If there is no alternative to our course of action--if we can't control what we do, or what we think---what's the point of questioning? How can you have a question without doubt? How can you have doubt if your consciousness is automatic and incapable of deviating from whatever your surroundings deterministically program into it?
So you've worked this out for yourself and didn't swallow second hand information unchewed. Congratulations.
You and your scientists have managed to not only throw out the baby. You actually managed to throw out the bathwater too. Don't let anyone tell you that theoretical neuroscience is philosophically useless. Look at what they can achieve when they don't let common sense get in their way!!!
The brain isn't conscious.
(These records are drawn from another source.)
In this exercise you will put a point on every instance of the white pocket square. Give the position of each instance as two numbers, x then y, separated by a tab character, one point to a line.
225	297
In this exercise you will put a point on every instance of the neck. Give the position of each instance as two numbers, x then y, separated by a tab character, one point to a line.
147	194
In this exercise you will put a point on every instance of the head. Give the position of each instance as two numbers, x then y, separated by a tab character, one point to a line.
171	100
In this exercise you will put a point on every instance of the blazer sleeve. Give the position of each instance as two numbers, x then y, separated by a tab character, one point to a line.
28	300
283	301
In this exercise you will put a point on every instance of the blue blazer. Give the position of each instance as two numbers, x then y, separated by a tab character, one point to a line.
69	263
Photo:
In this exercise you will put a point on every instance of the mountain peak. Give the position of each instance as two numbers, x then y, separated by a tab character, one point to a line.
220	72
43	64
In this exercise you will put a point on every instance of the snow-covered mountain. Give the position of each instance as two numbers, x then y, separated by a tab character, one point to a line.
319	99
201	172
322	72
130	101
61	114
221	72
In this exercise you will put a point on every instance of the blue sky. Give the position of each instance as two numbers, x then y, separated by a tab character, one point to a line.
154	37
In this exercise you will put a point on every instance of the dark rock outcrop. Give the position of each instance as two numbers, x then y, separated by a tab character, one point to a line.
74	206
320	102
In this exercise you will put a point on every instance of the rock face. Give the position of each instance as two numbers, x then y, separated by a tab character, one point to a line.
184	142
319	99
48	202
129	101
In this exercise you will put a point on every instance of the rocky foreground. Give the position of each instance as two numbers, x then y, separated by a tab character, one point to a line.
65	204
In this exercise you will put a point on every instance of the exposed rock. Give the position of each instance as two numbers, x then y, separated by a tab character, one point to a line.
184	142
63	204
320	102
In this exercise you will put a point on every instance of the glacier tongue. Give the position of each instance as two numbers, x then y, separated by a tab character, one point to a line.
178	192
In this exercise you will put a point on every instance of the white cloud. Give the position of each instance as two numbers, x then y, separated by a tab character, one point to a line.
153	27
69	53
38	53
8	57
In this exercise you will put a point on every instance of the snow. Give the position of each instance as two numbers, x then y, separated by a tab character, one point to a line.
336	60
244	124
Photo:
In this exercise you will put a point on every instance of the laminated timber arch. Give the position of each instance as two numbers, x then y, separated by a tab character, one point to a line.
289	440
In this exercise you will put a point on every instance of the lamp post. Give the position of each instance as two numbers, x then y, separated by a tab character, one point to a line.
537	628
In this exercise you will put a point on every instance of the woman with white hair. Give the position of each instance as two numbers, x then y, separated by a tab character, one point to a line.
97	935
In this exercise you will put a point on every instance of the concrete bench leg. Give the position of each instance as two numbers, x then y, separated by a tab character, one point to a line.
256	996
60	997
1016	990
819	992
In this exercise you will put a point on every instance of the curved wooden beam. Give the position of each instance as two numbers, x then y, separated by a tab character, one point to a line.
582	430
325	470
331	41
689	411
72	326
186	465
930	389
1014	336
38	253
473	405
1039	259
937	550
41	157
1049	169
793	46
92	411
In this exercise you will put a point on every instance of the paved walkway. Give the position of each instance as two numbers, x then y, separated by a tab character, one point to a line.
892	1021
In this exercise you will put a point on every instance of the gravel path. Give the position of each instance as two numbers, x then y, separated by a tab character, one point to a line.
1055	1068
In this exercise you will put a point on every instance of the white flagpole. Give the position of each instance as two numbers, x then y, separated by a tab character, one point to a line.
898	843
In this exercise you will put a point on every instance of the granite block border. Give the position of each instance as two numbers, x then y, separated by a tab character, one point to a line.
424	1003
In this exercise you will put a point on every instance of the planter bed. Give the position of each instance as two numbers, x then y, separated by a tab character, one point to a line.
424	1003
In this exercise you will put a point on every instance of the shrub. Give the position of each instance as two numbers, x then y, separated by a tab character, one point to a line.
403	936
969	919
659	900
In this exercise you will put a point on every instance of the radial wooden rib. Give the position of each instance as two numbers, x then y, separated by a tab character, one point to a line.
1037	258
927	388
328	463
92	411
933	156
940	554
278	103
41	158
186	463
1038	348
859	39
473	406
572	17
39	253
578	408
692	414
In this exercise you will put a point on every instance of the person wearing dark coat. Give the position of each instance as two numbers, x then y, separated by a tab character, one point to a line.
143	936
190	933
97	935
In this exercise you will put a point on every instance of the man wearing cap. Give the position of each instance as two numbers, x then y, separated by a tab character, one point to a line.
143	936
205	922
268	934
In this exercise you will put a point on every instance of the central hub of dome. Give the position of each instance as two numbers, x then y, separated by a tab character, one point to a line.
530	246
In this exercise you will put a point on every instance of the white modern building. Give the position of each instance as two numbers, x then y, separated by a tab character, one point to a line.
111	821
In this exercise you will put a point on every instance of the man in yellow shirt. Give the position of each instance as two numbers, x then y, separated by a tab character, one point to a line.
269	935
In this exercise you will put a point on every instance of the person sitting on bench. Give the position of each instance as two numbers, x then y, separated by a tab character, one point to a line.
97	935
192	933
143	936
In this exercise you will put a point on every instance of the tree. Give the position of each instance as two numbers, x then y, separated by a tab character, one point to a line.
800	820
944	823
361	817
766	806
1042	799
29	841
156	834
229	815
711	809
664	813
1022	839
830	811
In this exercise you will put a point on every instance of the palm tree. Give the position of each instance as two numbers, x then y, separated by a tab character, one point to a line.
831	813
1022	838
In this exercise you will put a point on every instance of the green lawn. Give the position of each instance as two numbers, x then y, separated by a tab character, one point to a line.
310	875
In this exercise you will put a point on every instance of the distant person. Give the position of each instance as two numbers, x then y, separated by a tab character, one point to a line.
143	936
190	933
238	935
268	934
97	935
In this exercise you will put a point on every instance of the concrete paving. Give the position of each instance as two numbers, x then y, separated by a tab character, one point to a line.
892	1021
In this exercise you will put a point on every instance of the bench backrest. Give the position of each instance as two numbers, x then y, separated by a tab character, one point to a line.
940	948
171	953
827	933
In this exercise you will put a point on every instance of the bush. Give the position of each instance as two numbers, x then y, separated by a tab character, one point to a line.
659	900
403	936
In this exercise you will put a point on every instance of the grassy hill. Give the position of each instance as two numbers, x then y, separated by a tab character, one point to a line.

It's grey matter and electro-chemical circuits.
Consciousness is not the brain; consciousness is that 'top layer' you so casually dismissed as irrelevant in a conversation about... consciousness.
With scientists like this, who needs witch doctors?
If it's not the conscious mind deciding, it's not a decision. It's just a mechanistic reaction. The whole concept of decision depends on the concept of free will. If there's no free will, there are no decisions.
Why are we discussing these crazy things called decisions again? Or, right. Because we there's no such thing as free will.
'Science' can't even tell the difference between an organic computer and the computer's operator.
A reaction is not a decision. Emotions play the role of instinct in humans. They are automatic responses based on the content of the sub-conscious, whose content was moderated by the effort of the conscious mind. If you taught your sub-conscious that snakes were soft and cuddly and innocuous like a baby, you wouldn't have a fight or flight reaction. I'd love to know how you're going to respond to a snake when you have zero knowledge of their nature. At most, you'd be responding to your ignorance of the situation, which will either be cautiously fearful in the case of someone who tends not to presume, or doltishly naive in the case of someone who has never learned to be concerned when they don't know what the hell is going on.
Your hypothetical person doesn't exist. Humans don't have instinct, i.e. automatic knowledge.
So how about you pay attention to it?
My point had nothing to do with the priority of existence over consciousness. My point was that you cannot learn the identity of the information in the book without making the effort to do so. Human consciousness is volitional, which means that it is not automatic. It requires the subject to actively initiate cognition, which is the true locus of free will: the choice to be conscious, or not.
If it were automatic, determined, instinctual, you would not have to do a damned thing.
I didn't call it reactionary. I said it doesn't exist in a vacuum. Having the ability to choose doesn't mean that your options are limitless, so limitless options couldn't possibly be a condition for the existence of volitional consciousness.
So, how is free will invalidated on account of it being 'just' cause and effect? Free will is supposed to be exempt from causality to be valid? You mean for it to exist, it has to not exist? I'm not aware of any phenomenon in reality that is acausal, but I'm sure you'll come up with some cutting edge horse**** to 'educate' me with.